Dear Ted:
I'm glad you've been elected to the Plata Dates, if for no other reason than because now that you have stopped worrying whether you would be, you will have time to worry about your studies. Don't you fool yourself that because E stood for excellent at the high school, I don't know that it stands for Execrable at Exeter. Now you are on the football team, it's better to have an E on your sweater, than on your report.
I thought when you were elected to the Plata Dates, you would be bubbling over with joy, but your letters are about as cheerful as a hearse. The teachers are picking on you, the football coach doesn't recognize your ability, and even the seniors so far ignore your presence, by failing to remove their hats and step into the gutter when you come along.
Whatever you do, don't get sorry for yourself. There's nothing in the world more silly than a person who is sorry for himself, and the ones who are, are always the ones who have no cause to be. Now I don't believe for a minute that the teachers at Exeter have picked you alone, out of five hundred boys, to jump on; they're too busy, and I guess your coach's main idea is to get a team together that can lick Andover, so it might be well, if you are finding people hard to please, to ask yourself if it's their fault.
If you go into your classrooms with only part of your lessons learned, you aren't going to fool your teachers very long, and if you go on to the football field with an air that the coach can't show you anything he's not likely to try. Half knowledge, is the most dangerous thing in the world. I never saw a successful shoe manufacturer who only had half knowledge of making shoes, and I guess Walter Camp isn't putting anyone on his All American, who only knows how to play his position half way.
You might as well make up your mind, Ted, to learn Virgil, from the "Arma virumque cano" thing to Finis. And it's just as well to let the coach think he can show you something about football: he only played three years on the Harvard 'Varsity, and even if you do know more than he, it will make him feel good.
Being sorry for yourself is a bad habit.

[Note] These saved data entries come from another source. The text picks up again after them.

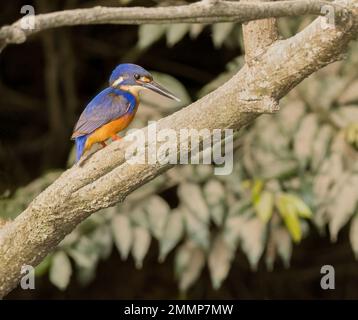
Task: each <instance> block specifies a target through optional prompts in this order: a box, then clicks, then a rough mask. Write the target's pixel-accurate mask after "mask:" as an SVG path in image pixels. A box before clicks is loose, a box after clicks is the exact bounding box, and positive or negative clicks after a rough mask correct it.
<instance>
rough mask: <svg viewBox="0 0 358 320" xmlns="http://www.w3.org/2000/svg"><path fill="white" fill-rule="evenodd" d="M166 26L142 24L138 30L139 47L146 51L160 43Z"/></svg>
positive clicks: (164, 32) (156, 24)
mask: <svg viewBox="0 0 358 320" xmlns="http://www.w3.org/2000/svg"><path fill="white" fill-rule="evenodd" d="M165 30H166V26H165V25H161V24H142V25H140V26H139V28H138V38H139V40H138V43H137V47H138V48H139V49H140V50H144V49H146V48H148V47H150V46H151V45H152V44H153V43H154V42H156V41H158V40H159V39H160V38H161V37H162V36H163V35H164V33H165Z"/></svg>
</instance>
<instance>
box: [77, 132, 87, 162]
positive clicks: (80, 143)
mask: <svg viewBox="0 0 358 320" xmlns="http://www.w3.org/2000/svg"><path fill="white" fill-rule="evenodd" d="M87 137H88V136H87V135H85V136H80V137H77V138H76V139H75V142H76V162H78V160H80V158H81V156H82V154H83V150H84V148H85V144H86V141H87Z"/></svg>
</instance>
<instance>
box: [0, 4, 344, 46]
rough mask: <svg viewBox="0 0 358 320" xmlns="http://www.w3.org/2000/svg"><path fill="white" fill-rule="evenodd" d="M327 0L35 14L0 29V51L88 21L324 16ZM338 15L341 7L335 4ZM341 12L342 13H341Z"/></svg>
mask: <svg viewBox="0 0 358 320" xmlns="http://www.w3.org/2000/svg"><path fill="white" fill-rule="evenodd" d="M327 4H330V5H332V4H331V3H330V2H328V1H317V0H298V1H297V0H296V1H277V2H273V3H270V2H267V3H260V2H256V3H240V2H235V1H220V0H204V1H201V2H197V3H193V4H189V5H183V6H173V7H157V8H142V7H130V8H109V7H100V6H98V7H94V8H90V9H75V10H64V11H59V12H52V13H46V14H39V15H36V27H35V28H34V29H27V30H24V29H22V28H21V20H19V21H17V22H15V23H13V24H12V25H10V26H4V27H2V28H1V29H0V51H1V50H2V49H3V48H4V47H5V46H6V45H7V44H9V43H22V42H24V41H25V40H26V38H27V37H28V36H30V35H32V34H34V33H37V32H39V31H43V30H46V29H50V28H58V27H63V26H74V25H87V24H144V23H184V22H187V23H215V22H229V21H235V22H245V21H251V20H255V19H262V18H268V17H285V16H286V17H287V16H298V15H304V14H315V15H321V14H322V15H323V14H324V13H322V12H321V8H322V6H324V5H327ZM335 10H336V13H337V14H338V13H339V12H340V11H341V10H342V8H341V7H339V6H335ZM340 14H341V13H340Z"/></svg>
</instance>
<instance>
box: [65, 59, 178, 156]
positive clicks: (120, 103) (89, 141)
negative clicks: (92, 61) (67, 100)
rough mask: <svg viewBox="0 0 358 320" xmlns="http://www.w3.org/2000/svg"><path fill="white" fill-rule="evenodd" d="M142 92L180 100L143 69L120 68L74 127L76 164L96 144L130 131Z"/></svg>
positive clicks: (137, 68)
mask: <svg viewBox="0 0 358 320" xmlns="http://www.w3.org/2000/svg"><path fill="white" fill-rule="evenodd" d="M140 89H149V90H151V91H153V92H156V93H159V94H161V95H163V96H165V97H167V98H170V99H173V100H177V101H180V100H179V98H177V97H176V96H175V95H173V94H172V93H170V92H169V91H168V90H166V89H165V88H163V87H162V86H161V85H159V84H158V83H156V82H155V81H154V80H153V77H152V75H151V74H150V73H149V72H148V71H147V70H145V69H143V68H142V67H140V66H138V65H135V64H131V63H125V64H120V65H118V66H117V67H116V68H115V69H114V70H113V72H112V74H111V76H110V79H109V87H108V88H106V89H104V90H103V91H101V92H100V93H99V94H98V95H97V96H95V97H94V98H93V99H92V101H91V102H90V103H89V104H88V105H87V106H86V108H85V110H84V111H83V112H82V114H81V116H80V118H79V120H78V122H77V124H76V126H75V128H74V132H73V134H72V137H71V138H72V139H75V140H76V153H77V155H76V159H77V161H78V160H79V159H80V158H81V156H82V154H83V153H84V152H86V151H87V150H89V149H90V148H91V146H92V145H93V144H94V143H101V144H102V145H103V146H105V145H106V144H105V141H106V140H107V139H109V138H111V139H112V140H117V139H118V136H117V132H119V131H122V130H124V129H125V128H127V127H128V125H129V124H130V122H131V121H132V120H133V117H134V115H135V112H136V110H137V106H138V104H139V95H138V91H139V90H140Z"/></svg>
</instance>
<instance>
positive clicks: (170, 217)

I had it once for a whole year, and believe me it was the worst year I ever put in, and I'm counting the panic of 1907 too.
I'd been super. over at Clough & Spinney's in Georgetown for three years, and had the little shop running like a high-grade watch, when Henry Larney of Larney Bros. in Salem died and left the whole show to his son Claude. "But in trust" nevertheless, as the wills say, and it's a mighty good thing he did for Claude spent most of his time and all his money at Sheepshead Bay and Saratoga Springs, and couldn't tell a last from a foxing.
Old Josiah Lane was trustee, and having about as much respect for Claude's ability as a shoemaker as I have for the Bolsheviki as business men, he looked around for someone to run the factory and lighted on me.
When I got over being dizzy at the thought of running a five thousand pair factory, I grabbed the job, because I was afraid I'd refuse it if I stopped to consider the responsibility. That's a pretty good plan for you to follow, Ted. Don't let a big job scare you, just lay right into it, and if you keep both feet on the floor and don't rely too much on the bridge to make fancy shots, pretty soon the job begins to shrink, and you begin to grow, and before long you fit.